In a city full of offices and office brokers, Robert Giglio is the man the city turns to when it comes time to address its own office needs.
Giglio is an executive managing director at Cushman & Wakefield and head of the firm’s leasing team that represents the City of New York. He also represents a collection of high-profile private sector clients and is perennially among the C&W’s top brokers.
Last year was Giglio’s 30th in the real estate industry and his most successful. With 1.1 million s/f feet leased for his clients, he was company’s top producer in the country.
“It’s great,” Giglio said of being named Cushman & Wakefield’s Top Americas Producer. “It’s a little uncomfortable, but overall it’s something that I earned and I’m proud of it. That being said, I’m really not the person that gives interviews all the time, so it’s kind of a unique experience for me.”
Known as Bob to colleagues, Giglio began his career in the late 80s at Newmark Knight Frank — back when it was known as just Newmark — under the tutelage of CEO Barry Gosin, an experience that he said laid the groundwork for his fruitful career.
“I still owe a lot of my success today to what I learned at Newmark,” he said. “Barry remains a good friend to this day.”
After several years at Newmark, during which he completed his law degree at the New York Law School, Giglio took a position at Galbreath Riverbank, where he worked under and learned from Bruce Mosler. In 1997, after Galbreath merged with LaSalle Partners, Mosler left for a position at Cushman & Wakefield. Giglio followed his new mentor and they’ve been at C&W ever since.
Much has changed since his early days in the industry, Giglio said, when he didn’t have so much as a personal fax machine, let alone a computer. In those days, he recalled, he gathered information by walking through buildings, pulling hard copies of public records, studying the listings in the Sunday New York Times and making cold calls.
His version of data storage was a box of index cards with names of clients, when he called them last, what they discussed and when he’d call them next.
Today, besides the fact that the city’s biggest buildings won’t let just anyone off the street walk through them, most information is readily available in a digital form, particularly for the city’s largest real estate advisory firms.
“It’s really become a technological business,” he said. “There’s really no excuse for not knowing everything that’s going on in the market.”
This has made things at once easier and more competitive.
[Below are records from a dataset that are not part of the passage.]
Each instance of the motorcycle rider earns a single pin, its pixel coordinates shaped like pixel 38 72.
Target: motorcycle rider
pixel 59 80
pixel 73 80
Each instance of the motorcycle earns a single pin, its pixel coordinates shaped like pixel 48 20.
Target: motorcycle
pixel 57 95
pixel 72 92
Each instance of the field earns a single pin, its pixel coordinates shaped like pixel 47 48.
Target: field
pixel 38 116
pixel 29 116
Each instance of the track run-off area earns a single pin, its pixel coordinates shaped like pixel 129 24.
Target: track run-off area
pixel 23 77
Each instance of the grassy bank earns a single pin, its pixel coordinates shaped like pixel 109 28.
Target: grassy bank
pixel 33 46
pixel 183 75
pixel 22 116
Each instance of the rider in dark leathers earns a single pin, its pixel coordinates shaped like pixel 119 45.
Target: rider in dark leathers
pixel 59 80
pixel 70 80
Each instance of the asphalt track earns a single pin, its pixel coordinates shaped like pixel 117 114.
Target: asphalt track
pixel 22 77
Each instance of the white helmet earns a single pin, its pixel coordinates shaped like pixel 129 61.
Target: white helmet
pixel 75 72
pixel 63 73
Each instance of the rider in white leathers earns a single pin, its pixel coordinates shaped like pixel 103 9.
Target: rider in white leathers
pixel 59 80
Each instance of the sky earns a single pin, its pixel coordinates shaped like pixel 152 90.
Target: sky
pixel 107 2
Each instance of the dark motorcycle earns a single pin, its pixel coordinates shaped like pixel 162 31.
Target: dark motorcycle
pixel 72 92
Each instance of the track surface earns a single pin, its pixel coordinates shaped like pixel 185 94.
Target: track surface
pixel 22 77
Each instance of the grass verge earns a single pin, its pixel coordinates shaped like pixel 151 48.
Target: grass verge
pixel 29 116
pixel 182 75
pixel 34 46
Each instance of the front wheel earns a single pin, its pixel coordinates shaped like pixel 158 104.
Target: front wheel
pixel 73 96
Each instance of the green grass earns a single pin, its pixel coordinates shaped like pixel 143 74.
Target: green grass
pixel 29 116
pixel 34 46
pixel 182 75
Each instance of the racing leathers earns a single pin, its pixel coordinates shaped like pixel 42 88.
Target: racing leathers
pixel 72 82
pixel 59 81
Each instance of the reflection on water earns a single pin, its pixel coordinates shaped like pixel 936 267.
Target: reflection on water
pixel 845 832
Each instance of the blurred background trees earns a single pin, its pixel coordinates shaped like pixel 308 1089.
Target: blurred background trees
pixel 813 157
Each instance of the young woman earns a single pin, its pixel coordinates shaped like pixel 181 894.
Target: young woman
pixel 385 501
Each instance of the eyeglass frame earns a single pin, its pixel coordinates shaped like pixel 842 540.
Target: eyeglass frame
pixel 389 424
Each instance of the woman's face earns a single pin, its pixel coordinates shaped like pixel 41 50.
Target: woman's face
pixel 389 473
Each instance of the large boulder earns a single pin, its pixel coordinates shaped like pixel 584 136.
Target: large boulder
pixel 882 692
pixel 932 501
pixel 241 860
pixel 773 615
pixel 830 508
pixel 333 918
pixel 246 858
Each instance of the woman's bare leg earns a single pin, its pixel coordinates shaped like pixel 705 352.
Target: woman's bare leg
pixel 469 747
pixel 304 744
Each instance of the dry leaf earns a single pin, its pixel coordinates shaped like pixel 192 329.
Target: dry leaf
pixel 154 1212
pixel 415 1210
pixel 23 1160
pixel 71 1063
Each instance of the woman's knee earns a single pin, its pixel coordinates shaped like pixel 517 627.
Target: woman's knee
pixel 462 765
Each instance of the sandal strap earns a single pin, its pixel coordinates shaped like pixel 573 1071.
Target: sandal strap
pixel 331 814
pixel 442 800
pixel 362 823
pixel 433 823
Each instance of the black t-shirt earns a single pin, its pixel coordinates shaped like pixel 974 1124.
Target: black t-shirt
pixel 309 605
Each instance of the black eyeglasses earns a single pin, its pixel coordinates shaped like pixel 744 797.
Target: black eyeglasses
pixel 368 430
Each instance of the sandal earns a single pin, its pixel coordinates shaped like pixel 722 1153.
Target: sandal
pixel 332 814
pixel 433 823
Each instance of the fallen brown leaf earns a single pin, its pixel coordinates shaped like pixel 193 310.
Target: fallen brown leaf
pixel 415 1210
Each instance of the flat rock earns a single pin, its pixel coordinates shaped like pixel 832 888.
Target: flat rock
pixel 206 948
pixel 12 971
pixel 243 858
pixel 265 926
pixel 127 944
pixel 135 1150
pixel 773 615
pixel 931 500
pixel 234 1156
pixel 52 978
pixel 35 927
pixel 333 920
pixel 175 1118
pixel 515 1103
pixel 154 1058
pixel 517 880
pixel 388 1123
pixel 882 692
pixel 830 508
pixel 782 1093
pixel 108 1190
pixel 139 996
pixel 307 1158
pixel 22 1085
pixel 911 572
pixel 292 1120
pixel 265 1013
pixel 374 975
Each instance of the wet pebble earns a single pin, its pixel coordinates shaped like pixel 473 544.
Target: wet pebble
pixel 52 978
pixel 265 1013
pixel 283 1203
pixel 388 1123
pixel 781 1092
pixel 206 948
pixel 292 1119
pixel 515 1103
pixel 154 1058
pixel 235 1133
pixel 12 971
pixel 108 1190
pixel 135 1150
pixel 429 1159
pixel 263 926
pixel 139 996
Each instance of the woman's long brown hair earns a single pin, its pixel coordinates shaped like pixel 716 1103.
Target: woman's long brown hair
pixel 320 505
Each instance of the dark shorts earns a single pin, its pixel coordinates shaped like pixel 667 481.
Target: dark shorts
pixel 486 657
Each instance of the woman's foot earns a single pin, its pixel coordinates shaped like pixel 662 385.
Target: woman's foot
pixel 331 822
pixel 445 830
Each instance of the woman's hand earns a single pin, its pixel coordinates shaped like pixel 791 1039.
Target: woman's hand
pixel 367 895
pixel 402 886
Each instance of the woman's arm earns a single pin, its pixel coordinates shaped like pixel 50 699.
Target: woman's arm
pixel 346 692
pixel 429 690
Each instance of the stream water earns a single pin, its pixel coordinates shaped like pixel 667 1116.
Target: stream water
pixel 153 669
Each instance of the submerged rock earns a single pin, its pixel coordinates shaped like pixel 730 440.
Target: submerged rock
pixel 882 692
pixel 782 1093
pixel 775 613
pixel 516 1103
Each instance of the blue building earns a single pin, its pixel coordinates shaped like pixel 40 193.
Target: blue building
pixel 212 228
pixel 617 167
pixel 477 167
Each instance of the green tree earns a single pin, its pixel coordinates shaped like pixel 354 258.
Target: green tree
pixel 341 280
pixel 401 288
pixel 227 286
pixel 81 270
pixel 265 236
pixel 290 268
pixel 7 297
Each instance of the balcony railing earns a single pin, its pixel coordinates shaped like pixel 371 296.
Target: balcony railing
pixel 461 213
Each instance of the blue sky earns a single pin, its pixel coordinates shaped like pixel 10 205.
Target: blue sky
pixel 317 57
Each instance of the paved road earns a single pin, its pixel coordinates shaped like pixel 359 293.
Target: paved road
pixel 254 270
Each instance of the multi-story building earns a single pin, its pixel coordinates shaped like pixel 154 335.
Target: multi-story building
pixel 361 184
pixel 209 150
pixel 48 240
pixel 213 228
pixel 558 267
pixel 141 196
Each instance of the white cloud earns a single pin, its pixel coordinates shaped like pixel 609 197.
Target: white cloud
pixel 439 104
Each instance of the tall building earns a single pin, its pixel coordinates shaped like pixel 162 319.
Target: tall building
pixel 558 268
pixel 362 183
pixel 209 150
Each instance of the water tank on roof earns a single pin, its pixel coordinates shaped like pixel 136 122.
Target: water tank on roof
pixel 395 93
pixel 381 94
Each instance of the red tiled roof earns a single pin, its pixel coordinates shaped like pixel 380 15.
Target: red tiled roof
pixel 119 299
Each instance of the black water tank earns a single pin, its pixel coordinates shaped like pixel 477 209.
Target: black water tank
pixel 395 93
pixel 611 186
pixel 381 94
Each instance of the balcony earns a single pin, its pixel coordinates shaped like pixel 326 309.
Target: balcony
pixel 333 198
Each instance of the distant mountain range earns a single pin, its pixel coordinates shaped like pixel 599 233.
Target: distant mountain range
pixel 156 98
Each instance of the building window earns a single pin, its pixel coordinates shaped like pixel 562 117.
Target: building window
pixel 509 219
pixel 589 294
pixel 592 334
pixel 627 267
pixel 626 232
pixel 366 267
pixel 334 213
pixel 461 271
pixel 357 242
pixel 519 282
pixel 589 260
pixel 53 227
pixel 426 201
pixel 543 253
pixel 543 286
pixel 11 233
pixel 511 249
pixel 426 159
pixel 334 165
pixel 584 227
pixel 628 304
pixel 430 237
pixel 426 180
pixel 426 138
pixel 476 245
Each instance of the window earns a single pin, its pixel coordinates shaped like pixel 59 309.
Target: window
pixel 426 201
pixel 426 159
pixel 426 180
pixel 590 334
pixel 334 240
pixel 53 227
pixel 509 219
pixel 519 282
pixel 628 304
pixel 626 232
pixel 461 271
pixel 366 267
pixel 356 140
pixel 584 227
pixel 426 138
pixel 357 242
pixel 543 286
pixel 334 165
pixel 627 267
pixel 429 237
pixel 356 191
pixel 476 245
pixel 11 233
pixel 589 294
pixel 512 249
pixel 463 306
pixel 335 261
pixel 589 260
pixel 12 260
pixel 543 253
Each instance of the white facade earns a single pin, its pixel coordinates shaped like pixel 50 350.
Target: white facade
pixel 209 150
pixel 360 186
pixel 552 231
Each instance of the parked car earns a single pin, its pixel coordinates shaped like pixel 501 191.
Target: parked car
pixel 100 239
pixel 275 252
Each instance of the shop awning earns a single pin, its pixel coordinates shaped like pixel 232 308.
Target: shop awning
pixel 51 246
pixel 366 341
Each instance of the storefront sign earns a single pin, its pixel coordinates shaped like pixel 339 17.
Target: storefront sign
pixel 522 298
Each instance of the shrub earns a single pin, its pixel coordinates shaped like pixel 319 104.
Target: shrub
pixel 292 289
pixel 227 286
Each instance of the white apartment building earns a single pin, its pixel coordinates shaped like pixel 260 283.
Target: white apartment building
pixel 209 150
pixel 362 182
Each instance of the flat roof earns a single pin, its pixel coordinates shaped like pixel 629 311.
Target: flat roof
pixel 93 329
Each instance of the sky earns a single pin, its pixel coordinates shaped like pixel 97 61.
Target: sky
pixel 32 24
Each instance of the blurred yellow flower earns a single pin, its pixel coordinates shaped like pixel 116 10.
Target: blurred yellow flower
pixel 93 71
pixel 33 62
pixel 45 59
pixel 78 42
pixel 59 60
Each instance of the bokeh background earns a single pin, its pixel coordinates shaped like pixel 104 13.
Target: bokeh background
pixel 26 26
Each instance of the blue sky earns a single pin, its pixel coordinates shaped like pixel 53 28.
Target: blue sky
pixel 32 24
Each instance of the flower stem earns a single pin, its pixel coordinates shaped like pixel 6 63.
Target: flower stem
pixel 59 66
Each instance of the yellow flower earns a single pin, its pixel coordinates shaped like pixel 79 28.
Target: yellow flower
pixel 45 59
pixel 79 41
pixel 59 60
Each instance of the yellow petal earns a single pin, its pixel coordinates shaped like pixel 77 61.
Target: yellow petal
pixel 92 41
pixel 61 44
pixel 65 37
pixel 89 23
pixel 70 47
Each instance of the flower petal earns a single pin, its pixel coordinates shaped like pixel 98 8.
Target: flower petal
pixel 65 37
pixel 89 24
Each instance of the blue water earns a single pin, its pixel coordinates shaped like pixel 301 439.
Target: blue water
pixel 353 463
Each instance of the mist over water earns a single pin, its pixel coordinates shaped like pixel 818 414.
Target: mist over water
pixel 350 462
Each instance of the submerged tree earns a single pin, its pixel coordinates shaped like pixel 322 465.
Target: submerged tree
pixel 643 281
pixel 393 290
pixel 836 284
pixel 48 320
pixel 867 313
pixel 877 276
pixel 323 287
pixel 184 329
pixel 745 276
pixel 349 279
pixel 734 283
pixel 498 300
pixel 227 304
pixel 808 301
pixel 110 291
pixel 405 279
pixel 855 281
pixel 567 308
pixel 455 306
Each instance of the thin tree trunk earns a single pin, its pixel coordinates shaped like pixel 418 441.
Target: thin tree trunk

“You don’t have to walk through buildings anymore, you push a button and you have all this information at your fingertips, but everyone else has it, too,” Giglio said. “That’s why it’s still important to align yourself with a senior broker who knows how to sort out all this information, someone to point you in the right direction, to go to these important meetings with clients. You will be years behind if you don’t do that.”
Of course, the way the business functions is not the only difference between today’s real estate market and the one of three decades ago. Tenant demands have also changed but so, too, have the abilities of real estate firms to address those demands.
Giglio said one of the biggest adjustments he had to make when he arrived at Cushman & Wakefield was getting used to the firm’s myriad services and teams that have become crucial to his success as a broker.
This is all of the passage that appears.